BIDEN-HARRIS: Local Legal Experts Critical Of President Trump's Threatened Challenge To Election Results
SAN FRANCISCO (CBS SF) -- President Donald Trump continued to call "mail-in balloting a hoax" on Twitter Sunday night, but over the weekend the lead of Democratic challengers former Vice President Joe Biden and Senator Kamala Harris grew in Pennsylvania in the wake of their victory in the 2020 election.
As the Bay Area celebrated the announcement of Biden as the 46th President over the weekend, Trump's closest confidants ramped up their claims of fraudulent voting in multiple states.
"It seems like the President is putting all his marbles on claims of fraud, but so far nobody has seen any evidence that they've produced that there is such fraud," said Stanford University Professor of Political Science Bruce Cain .
"It's to support a narrative that President Trump has been sending out that this election was stolen," UC Berkeley Professor of Law Bertrall Ross added. "So it may not be that these suits could overturn the election but perhaps for his supporters it could support the narrative that something nefarious went on, that this was stolen."
Cain extensively studied the 2000 election, when George W. Bush was eventually declared the winner in Florida.
"When it went to the Supreme Court in 2000 it was because you had different counties using different procedures," Cain said.
Those procedures and the counting of votes, including mail-in ballots, are a lot different 20 years later.

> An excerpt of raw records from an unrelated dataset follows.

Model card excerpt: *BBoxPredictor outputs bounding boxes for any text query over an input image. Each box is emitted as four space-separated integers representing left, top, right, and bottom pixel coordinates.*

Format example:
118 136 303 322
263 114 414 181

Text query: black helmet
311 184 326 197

"The systems that we have today, make recounting faster, and make it less likely that there's any controversy over what a voter actually did," said Cain.
Biden's lead in Pennsylvania is now more than 43,000 as of Sunday night with 99 percent of votes counted. Legal experts say there's no historical precedent for overturning that kind of margin.
California's Republican National Committeewoman Harmeet Dhillon discussed the possibility of that kind of margin and scenario Friday.
"If there ends up being an overwhelming margin, one way or the other, most of these kinds of lawsuits tend to go away," said Dhillon. "Nobody has ever seen fraud on a magnitude that could change your race by 1000 votes."
Because of the delays in results, Dhillon believes Democrats and Republicans would agree something needs to be done about federal elections, calling for "better standards that are uniform"-- so that both sides accept the outcome in the future.